A Distributed Conductance Cross-Correlation Method for Measuring Low-Velocity and High Water-Cut Oil-Water Flows

Abstract

Oil-water two-phase flow widely exists in the oil production and transportation. The flow pattern presents obvious complexity due to non-uniform distribution of water and oil. When the onshore oilfields are on a middle-late stage of oil recovery, the oil production gradually decreases and the water-cut increases. Accurate measurement of oil-water two-phase flow is a significant issue to improve oil production performance and optimize oil reservoir management.
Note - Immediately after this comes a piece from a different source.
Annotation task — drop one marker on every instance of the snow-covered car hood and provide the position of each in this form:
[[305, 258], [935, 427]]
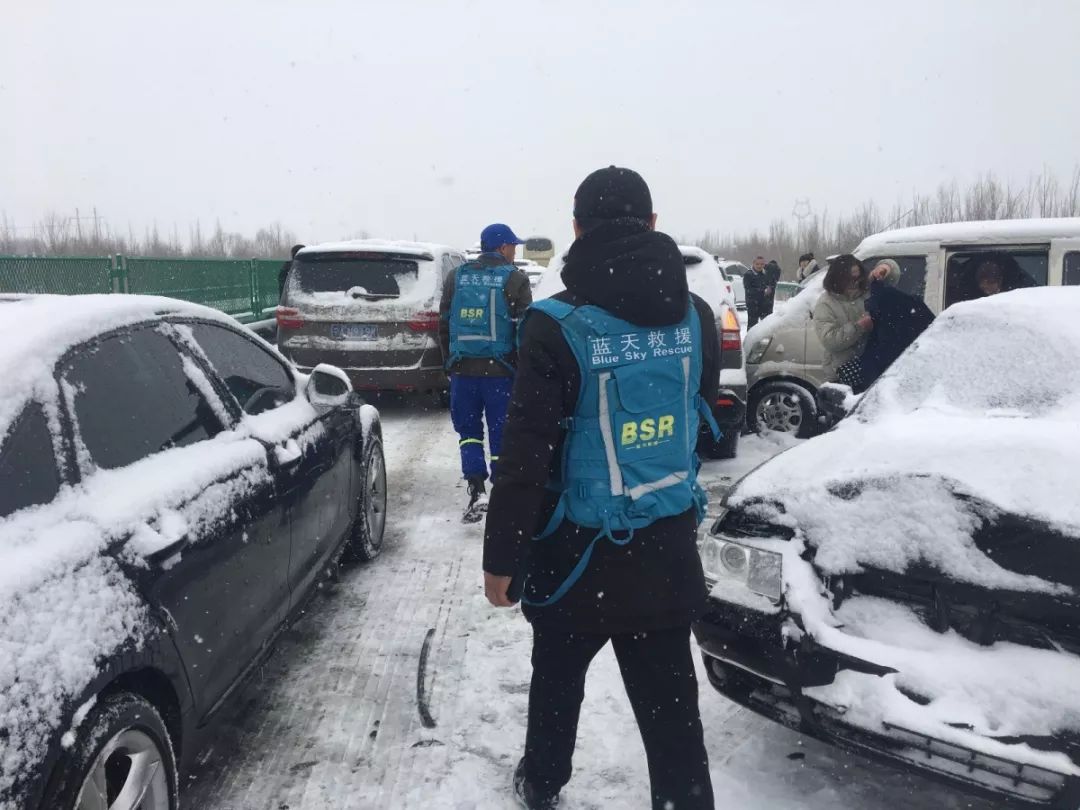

Therefore, we propose a distributed four-sector conductance cross-correlation sensor to realize the flow pattern classification and the measurement of flow velocity and water holdup for low-velocity and high water-cut oil-water flows in a 20 mm inner diameter pipe. The geometry dimension is optimized according to the sensitive field distributions of the sensor. In the flow loop test of vertical upward oil-water two-phase flow, the output signals measured from upstream and downstream electrodes are used to figure out three flow patterns combining with a high-speed camera, and the cross-correlation velocity. Then we use the kinematic wave theory to connect the relationship between the cross-correlation flow velocity and the mixture flow velocity considering water- cut and flow patterns. In addition, according to Maxwell equation, we calculate the water holdup. Finally, a drift velocity model based on three flow patterns is constructed to measure the oil phase superficial velocity.